U.S. Navy Drones: Obama's Obsession Continues with First Ever Launch off Aircraft Carrier

Impact

America's endless obsession with drones continues with news that the U.S. Navy successfully launched a drone off an aircraft carrier for the first time ever on Tuesday (see video below). According to Reuters, the unmanned X-47B stealth drone took off from the deck of the USS George H.W. Bush near the coast of Virginia and performed a series of maneuvers before landing safely in Maryland. Rear Admiral Ted Branch, the Atlantic naval air commander, said "this is really a red-letter day. May 14 we all saw history happen. It's a marker ... between naval aviation as we've known it and the future of naval aviation with the launch of the X-47B." The X-47B was launched using the same slingshot system that manned aircraft use on aircraft carriers.

While pointing out that the Navy has not accomplished the harder, but equally necessary, maneuver of landing the Northrop Grumman-made X-47B (see picture below) on an aircraft carrier, Wired's Spencer Ackerman called the launch "legitimately historic." Although many other countries now possess, or are developing, unmanned technology, the U.S. still leads the way. And Tuesday's launch only further entrenches America's unmanned air superiority and its ability to project its forces abroad, a worrying development given its conduct in its current drone wars.

Although the X-47B is just a demonstration drone, it has demonstrated a lot. At present no country "possesses a drone that can operate off the deck of an aircraft carrier, a complex and dangerous environment that requires years of pilot training and constant deck-crew coordination." Given Tuesday's launch, however, that is just a matter of time. The X-47B will now undergo two weeks of extensive testing before attempting a landing on the ship.

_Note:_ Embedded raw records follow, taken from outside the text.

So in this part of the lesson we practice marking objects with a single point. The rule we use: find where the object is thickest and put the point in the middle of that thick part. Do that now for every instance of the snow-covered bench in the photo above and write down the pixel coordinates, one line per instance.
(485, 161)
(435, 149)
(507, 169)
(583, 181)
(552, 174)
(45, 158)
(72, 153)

At present, U.S. drones take off from airfields relatively close to their indeed targets. But being able to launch drones like the X-47B, which has a range of 2,000 nautical miles, from an aircraft carrier would mean there was no need to build a drone base near the intended target. Reuters cites defense analysts as saying that "the X-47B and its successors are seen as a potential answer to the threat posed by medium-range anti-ship missiles developed by China and Iran." Launching drones off an aircraft carrier would give "the Navy both a long-range strike and reconnaissance capability." As Anthony Cordesman, a senior defense analyst at the Center for Strategic and International Studies, notes, "that makes it strategically very important."

Image credit: Wikimedia Commons

According to Ackerman, the X-47B demonstrator model will soon give way to what will be called the Unmanned Carrier-Launched Airborne Surveillance and Strike (UCLASS) robot, a stealth drone that is meant to operate from an aircraft carrier and fly alongside manned aircraft. Four companies, including Northrop Grumman, are competing to have their design picked and the Navy plans to integrate the winning drone into its operations by the end of the decade.

Rear Admiral Matt Winter, the Navy’s chief program officer for unmanned systems, called Tuesday's launch "one small step for man ... and one significant technical step for unmanned-kind.” Unlike other drones in use at the moment, the flight programme of the X-47B is pre-programmed, and it maneuvers itself autonomously with the help of GPS. Humans monitoring its progress on the ship only intervene if something goes awry. This trend towards increasing autonomy has been criticised by organisations such as Human Rights Watch, which cited the X-47B in its report "Losing Humanity: The Case Against Killer Robots."

While concerns about autonomous drones making decisions to kill without humans in the loop may seem distant, America's present use of drones controlled by humans for extrajudicial killings should be enough to make anyone nervous and concerned about this latest evidence of the impending expansion of its unmanned capabilities.